Determining Optimal Nitrogen Fertilization of Selected Warm Season Grasses for Yield and Quality

Objective:                  

To evaluate the nitrogen response of seven warm season grasses under different levels of nitrogen fertility and contrasting moisture regimes

Personnel:                    

Jessica A. Torrion, Amanda Shine, Eeusha Nafi

Summary:

This trial was planted on May 28-29, 2020. Specific management information is provided in Table 1. Five different nitrogen (N) fertilization treatments were applied (Table 2) as the main plot factor with seven grass species (Table 3) as the sub-plot factor. The study was duplicated under two moisture regime environments: rainfed and irrigated. A total 5.8 inches of water was applied under the irrigated environment. The rainfed environment received a total of 6.7 inches of rainfall.

As expected, greater forage yield was attained under irrigated condition (6.2 t/A) compared with rainfed condition (4.1 t/A). Forage yield did not increase with total N levels (Figure 1) due to the high initial soil nitrate residuals and the previous crop alfalfa credit. Forage yield averaged 5.1 t/A, ranging from 7.8 t/A for sorghum-sudan grass to 3.4 t/A for teff grass. Although forage yield was significantly lower under rainfed condition, yield patterns were similar under both environments for the grass species (Figure 2).

Grass crude protein content interacted with species and environment (Figure 3) where Tiffleaf 3 had the highest crude protein when planted under rainfed. Crude protein content averaged 15.3% and ranged from 9.8% for sorghum-sudan grass to 18.4% for teff grass species. Further, crude protein content followed similar pattern in either environments. Forage nitrate content increased with increased nitrogen levels and irrigation application. Irrigation application resulted in increased nitrogen availability (greater uptake) to the plants (Figure 4). Although pearl millet had the highest forage nitrate content (2575 ppm), sorghum-sudan grass species also had a significant amount of forage nitrate content compared other species.

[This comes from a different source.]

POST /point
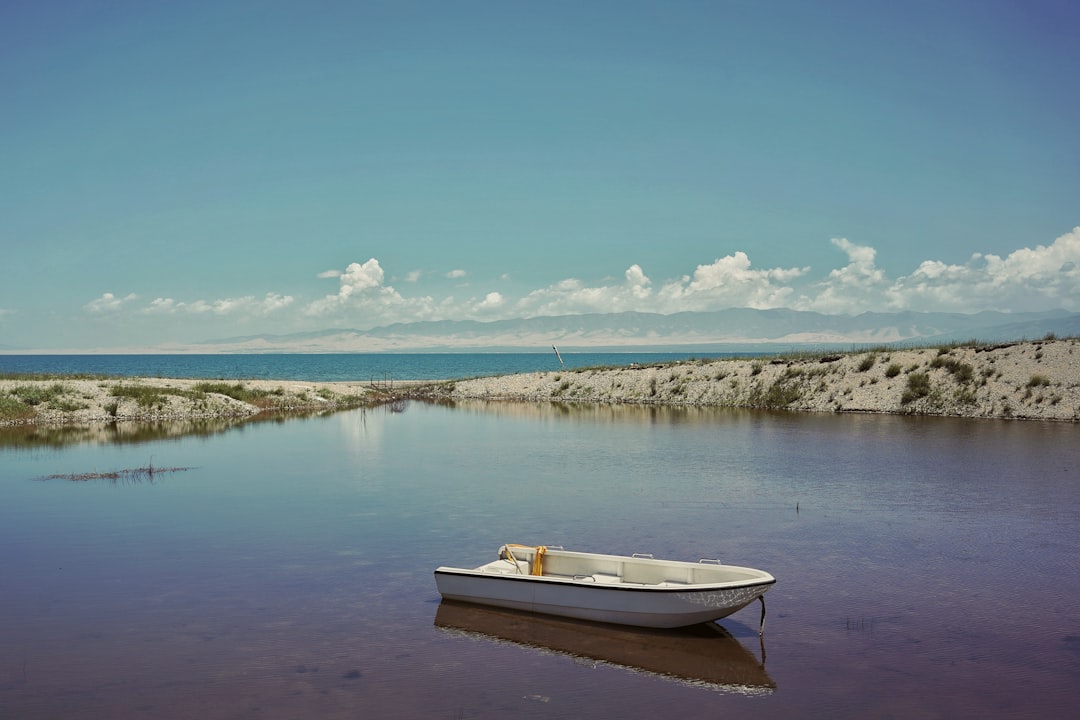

Sudangrass had the lowest forage nitrate content (751 ppm) among other species (data not shown).

Table 2. Nutrients levels in 2020. The total nitrogen (N) was the total N supply from the initial soil residual nitrates down to 2-ft depth + N from applied urea, monoammonium phosphates + N credit from previous alfalfa crop.

Figure 1.

Environment x total nitrogen level interaction means of forage yield (t/A). Error bars are the standard error of the difference between N supply across environments. Same letter denotes nonsignificance within environment at α= 0.05. The total nitrogen (N) was the total N supply from the initial soil residual nitrates down to 2-ft depth + N from applied from urea, monoammonium phosphates + N credit from previous alfalfa crop.

Figure 2.

Environment x species interaction means of forage yield (t/A). Error bars are the standard error of the difference between species within an environment. Same letter denotes nonsignificance within environment at α= 0.05.

Figure 3.

Environment x species interaction means of forage crude protein content (%). Error bars are the standard error of the difference between species within an environment. Same letter denotes nonsignificance within environment at α= 0.05.

Figure 4.

Environment x total nitrogen level interaction means of forage nitrate content (ppm). Error bars are the standard error of the difference between N supply across environments. Same letter denotes nonsignificance within environment at α= 0.05. The total nitrogen (N) was the total N supply from the initial soil residual nitrates down to 2-ft depth + N from applied from urea, monoammonium phosphates + N credit from previous alfalfa crop.